Adam and Barry’s plot is decently funny, though there are a few cracks in the storyline . Chiefly, the use of the fall of the Berlin Wall as a metaphor for brotherly unity straddled the borderline between a unique plot idea and just plain oddball storytelling. At least we got another Big Tasty video out of it.
Altogether this is a pretty darn nifty episode - not only funny but hitting the right emotional high note at the right time.
- We get a number of clips from the previous season and this one to illustrate the gap between Barry and Adam’s personalities. The only new footage is of Adam and Barry with their trading cards.

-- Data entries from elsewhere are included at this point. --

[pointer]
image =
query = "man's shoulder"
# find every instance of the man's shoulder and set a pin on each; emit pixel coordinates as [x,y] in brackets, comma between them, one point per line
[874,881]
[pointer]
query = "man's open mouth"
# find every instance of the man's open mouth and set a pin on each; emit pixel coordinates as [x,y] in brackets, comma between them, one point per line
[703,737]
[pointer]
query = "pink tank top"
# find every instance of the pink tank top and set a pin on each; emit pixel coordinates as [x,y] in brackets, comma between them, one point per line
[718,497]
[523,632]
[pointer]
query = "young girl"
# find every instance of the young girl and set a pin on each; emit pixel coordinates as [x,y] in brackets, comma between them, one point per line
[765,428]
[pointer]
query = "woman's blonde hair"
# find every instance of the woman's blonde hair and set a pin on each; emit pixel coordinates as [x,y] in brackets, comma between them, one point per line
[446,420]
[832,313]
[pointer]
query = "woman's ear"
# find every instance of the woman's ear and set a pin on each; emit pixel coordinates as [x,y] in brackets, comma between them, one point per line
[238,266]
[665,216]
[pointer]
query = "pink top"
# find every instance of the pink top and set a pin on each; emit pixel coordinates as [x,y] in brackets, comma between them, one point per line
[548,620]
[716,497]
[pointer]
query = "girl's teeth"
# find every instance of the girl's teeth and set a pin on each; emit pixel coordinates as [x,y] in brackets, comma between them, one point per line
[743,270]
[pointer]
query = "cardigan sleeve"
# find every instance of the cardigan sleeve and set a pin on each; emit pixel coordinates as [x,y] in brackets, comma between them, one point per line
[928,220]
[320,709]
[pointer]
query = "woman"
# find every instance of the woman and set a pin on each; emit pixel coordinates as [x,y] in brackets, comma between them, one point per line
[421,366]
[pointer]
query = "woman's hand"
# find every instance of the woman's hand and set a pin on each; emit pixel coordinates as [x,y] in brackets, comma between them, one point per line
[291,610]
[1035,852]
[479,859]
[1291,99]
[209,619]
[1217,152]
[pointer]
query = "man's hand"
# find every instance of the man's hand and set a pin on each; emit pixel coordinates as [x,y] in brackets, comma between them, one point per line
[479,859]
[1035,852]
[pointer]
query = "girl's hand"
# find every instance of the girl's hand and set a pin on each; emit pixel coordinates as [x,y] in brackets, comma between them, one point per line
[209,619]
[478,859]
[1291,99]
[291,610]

- This episode takes place on April 1stth , 1980-something.
- For those wondering, Sam Goody was a huge music store. They filed for bankruptcy nigh on ten years ago.
- Teenaged Tiffany Darwish really did make her own mini-empire by touring malls to bolster her debut album. She was too young to play at clubs, and thus her manager had to find an alternate way to make an impact. This resulted in three top ten hits, two of them hitting number one on the Billboard charts, a self-titled number one album, and a rivalry with fellow 80’s teen queen Debbie Gibson. Her follow-up album yielded one top ten single and a top forty hit, but Tiffany never attained such chart success again. She became a voice over artist, playing Judy Jetson in the 90’s Jetson movie revival, and went on to dabble in reality TV and camp SyFy movies. She also continues to produce music, though none with the success she had at sixteen.
- Erica debuts her stage name in this episode - Riki Gold.
- Ana Gasteyer makes another appearance as Erica’s teacher.
- This episode…..is definitely set in 1987-something, when Tiffany mania swept malls America-wide (or in 1989 when the Berlin Wall fell. Either-or.).
- “But not Debbie Gibson, because I’m realistic!”
- Nitpick: the Berlin Wall fell in November of 1989 – the Hasslehoff concert, meanwhile, took place on New Years Eve of the same year. That’s some creative thinking even for this deliberately ahistorical show.
- Musical motif: We repeatedly hear Tiffany’s number one hit cover of the original Tommy James and The Shondells hit “I Think We’re Alone Now” . It was a number one hit for Tiffany in the fall and winter of 1987.
- The actual home video footage this week is the real picture of Adam Goldberg in that white suit that the fictionalized Adam abhors (Along with a picture during the closing credits of Adam with Charles Barkley).
- Next Week: Adam gets his first taste of booze during his birthday party when his friend Garry brings some of his dad’s homemade brew– which promptly results in all of the kids getting violently ill due to its tainted nature. Meanwhile Erica and Barry write a song for their dad, who offers in turn to buy them a new CD player if they succeed in “I Drank the Mold.”< /li>
A funny time capsule, even with its flaws.